И вдруг, поняв, что сказал что-то необдуманное, покраснел, заторопился:
— Сами изволите знать, Катерино Альбертович, лучшему певцу трудно подпевать в хоре, всегда он один петь норовит. Один петь, один жить, и все потому, что лучший, на других непохожий. А непохожему — тяжелее!
Но Глинка уже не слушал его объяснений.
— «Не тот барин», — повторял он весело и глядел на Кавоса, чем-то очень довольный.
— Так как же, Михаил Иванович? — пытался раззадорить его Кавос. — Ведь в самом деле
— Оставьте! — вдруг нервно выкрикнул Глинка, меняясь в лице и схватив Кавоса за руку. — Не надо, — перешел он на шепот, — помилуйте!..
Кавос в тревоге слушал, еще не понимая этих быстрых перемен в его настроении и не отнимая руки.
— Надоело! — выдохнул Глинка. — Не могу и не буду о себе хлопотать, музыку писать буду… И обид не имею. Поймите, не имею. Пусть себе как хотят… Себя выше ставлю.

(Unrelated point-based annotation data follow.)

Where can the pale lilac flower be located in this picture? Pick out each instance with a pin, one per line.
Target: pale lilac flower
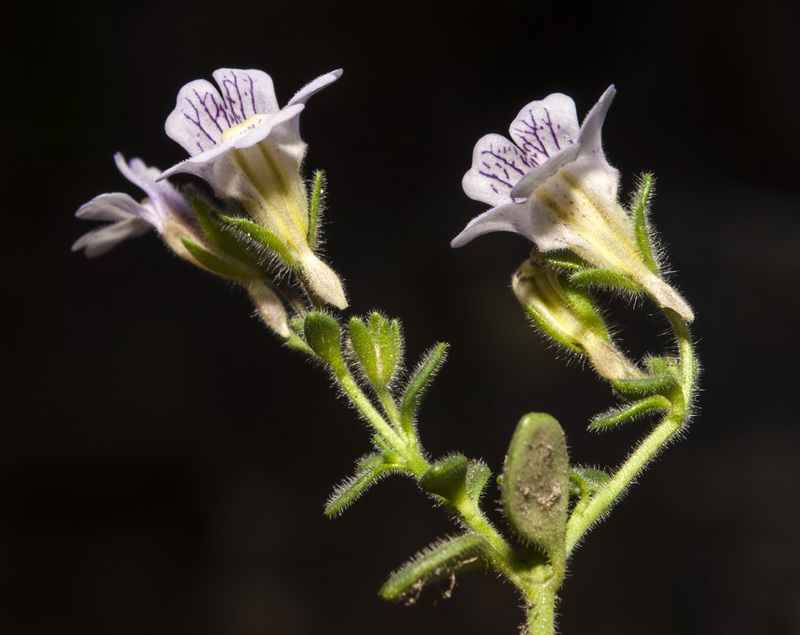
(164, 207)
(248, 148)
(554, 186)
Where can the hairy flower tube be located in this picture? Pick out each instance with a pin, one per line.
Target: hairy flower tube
(167, 211)
(249, 149)
(568, 315)
(554, 186)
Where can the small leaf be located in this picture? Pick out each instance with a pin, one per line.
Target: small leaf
(370, 470)
(324, 336)
(437, 561)
(536, 484)
(639, 210)
(478, 474)
(214, 229)
(215, 263)
(264, 237)
(587, 479)
(654, 403)
(418, 384)
(605, 279)
(446, 478)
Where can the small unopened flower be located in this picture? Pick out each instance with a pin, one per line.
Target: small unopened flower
(567, 315)
(249, 148)
(554, 186)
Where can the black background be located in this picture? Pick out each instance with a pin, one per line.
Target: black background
(164, 462)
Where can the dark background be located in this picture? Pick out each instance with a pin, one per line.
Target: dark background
(164, 462)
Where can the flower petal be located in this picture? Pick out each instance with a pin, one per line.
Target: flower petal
(111, 207)
(99, 241)
(497, 165)
(202, 115)
(544, 127)
(533, 179)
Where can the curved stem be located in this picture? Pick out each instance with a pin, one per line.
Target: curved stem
(582, 519)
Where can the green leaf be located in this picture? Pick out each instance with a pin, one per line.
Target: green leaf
(315, 208)
(419, 383)
(605, 279)
(378, 348)
(324, 336)
(217, 232)
(536, 484)
(654, 403)
(215, 263)
(587, 480)
(640, 207)
(478, 474)
(436, 562)
(370, 470)
(261, 235)
(562, 260)
(446, 478)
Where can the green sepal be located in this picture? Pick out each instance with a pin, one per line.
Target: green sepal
(420, 380)
(324, 336)
(654, 403)
(217, 231)
(478, 474)
(562, 260)
(215, 263)
(604, 279)
(640, 206)
(587, 480)
(264, 237)
(369, 471)
(378, 347)
(536, 485)
(447, 478)
(315, 208)
(435, 562)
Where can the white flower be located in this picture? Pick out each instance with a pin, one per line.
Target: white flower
(163, 209)
(248, 148)
(554, 186)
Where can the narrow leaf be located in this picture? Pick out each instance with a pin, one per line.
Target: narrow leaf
(437, 561)
(348, 491)
(315, 208)
(478, 474)
(639, 210)
(446, 478)
(654, 403)
(263, 237)
(587, 479)
(419, 383)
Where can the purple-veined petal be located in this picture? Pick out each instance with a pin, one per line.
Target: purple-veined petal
(100, 240)
(497, 166)
(246, 92)
(544, 127)
(535, 177)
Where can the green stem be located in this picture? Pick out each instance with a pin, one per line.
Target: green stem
(415, 462)
(582, 519)
(540, 608)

И уйду я оттуда, уйду из капеллы. — Голос его прерывался. — Что это, право, за жизнь, — обиды дома, обиды в обществе… Еще и вы будете па меня в обиде!..
Он сказал это почти беспомощно и как-то виновато улыбнулся.

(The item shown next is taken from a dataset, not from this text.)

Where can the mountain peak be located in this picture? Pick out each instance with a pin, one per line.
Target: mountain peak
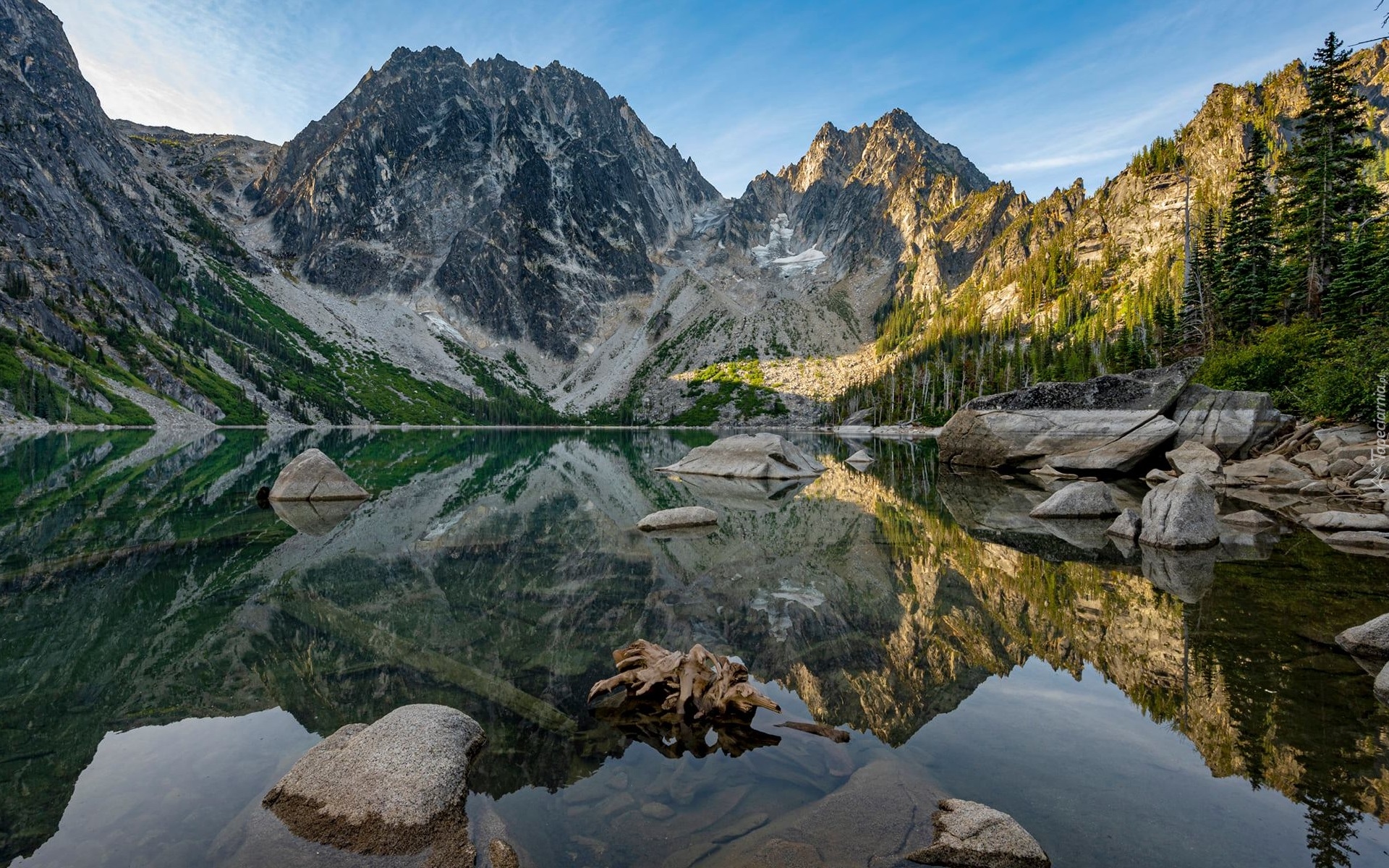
(880, 153)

— «Не тот барин», — докончил он. — Скажите лучше, Материно Альбертович, когда в Италию едете?
— Не собираюсь, — резко ответил Кавос, встав и размеренно шагая по кабинету. — У меня три сына — два архитектора, русскую столицу строят, — зачем им Италия? Третий, как сами знаете, здешней итальянской оперы режиссер, а я?.. Я, вами наученный, сил ныне не наберусь, на новые успехи не отважусь. Подражатель я, Михаил Иванович, меломан, мои «Князь-невидимка» да «Илья-Богатырь» истинно русскую музыку мне заслонили. А теперь вы пришли! Хотите знать: в вашем лице за себя болею, за «Сусанина». Я русский итальянец — понимаете ли вы меня? А не итальянец в России. И хочу быть русским в музыке… Никто не скажет, что старый Кавос не честен. Поэтому, может быть, и в Италию не поеду, но и здесь, в России, не пишу больше. Кстати, не одного меня, вас в Италию зовут, — должности, деньги, слава, — все было бы! Но молчу, Михаил Иванович, молчу, не подумайте, что приехал туда звать. Приехал вас повидать и послушать. Не сыграете ли, Михаил Иванович, что-нибудь из нового?

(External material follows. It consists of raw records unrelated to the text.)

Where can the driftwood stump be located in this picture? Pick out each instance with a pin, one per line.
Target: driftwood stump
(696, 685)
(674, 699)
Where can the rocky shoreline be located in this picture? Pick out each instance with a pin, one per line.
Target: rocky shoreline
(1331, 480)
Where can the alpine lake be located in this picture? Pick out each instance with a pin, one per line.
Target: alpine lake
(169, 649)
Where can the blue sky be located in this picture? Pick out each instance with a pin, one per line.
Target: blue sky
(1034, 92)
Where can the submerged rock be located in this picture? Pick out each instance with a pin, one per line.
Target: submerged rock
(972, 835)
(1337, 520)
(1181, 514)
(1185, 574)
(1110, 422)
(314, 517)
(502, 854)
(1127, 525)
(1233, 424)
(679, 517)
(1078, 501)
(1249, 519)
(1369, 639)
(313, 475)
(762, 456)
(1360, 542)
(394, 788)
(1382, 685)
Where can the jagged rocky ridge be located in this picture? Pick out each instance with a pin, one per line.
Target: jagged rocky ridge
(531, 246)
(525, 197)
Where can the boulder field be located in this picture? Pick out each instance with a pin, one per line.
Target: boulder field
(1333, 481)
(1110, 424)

Мария Петровна хотела пригласить их к ужину, недовольная в душе новым появлением гостей, должно быть таких же чужих ей, каким оказался Иван Андреевич, приоткрыла дверь и отпрянула… Глинка и Кавос сидели обнявшись, что-то шептали друг другу, а старик слуга растроганно кивал обоим им головой, все понимая, но не смея вымолвить слова. Перед ними тремя лежали в записях новые романсы из подготовляемого Глинкой сборника «Прощание с Петербургом».
4
Она не была красива, худенькая, с заостренными чертами бледного понурого лица, с внимательным скорбным взглядом больших светлых глаз, с двумя пышными косами, которые почти закрывали хилые ее плечи. Но стоило ей улыбнуться, заговорить, и сразу обнаруживалась затаенная живость ее властного, при всей своей мягкости, характера и неизбывная, почти материнская сердечность к людям, столь необычная в этом возрасте. Впрочем, не было ли это кажущимся? Ей едва исполнилось двадцать лет, и она не выглядела старше, — «умный ребенок с лицом схимницы», как говорили о ней родные. Сколько неизменной радости доставляли ей простые, не надоевшие еще удовольствия: катание на Неве, маскарады и деревенские игры, как любила она жизнь и как умела по книгам, сидя у себя дома, живо представлять себе происходящее далеко от нее и не чувствовать себя отгороженной от мира ни пространством, пи условностями светской жизни. Она весело смеялась, читая «журнал пешеходцев», совершивших путь из Москвы до Ростова и обратно, и дополняла их рассказы о виденном собственными измышлениями о том, что они должны были бы встретить на пути. Радищев ей был знаком раньше, но по неисповедимым путям мысли «Путешествие из Петербурга в Москву» она готова была сравнить с… «Путевыми записями» А. Дюма.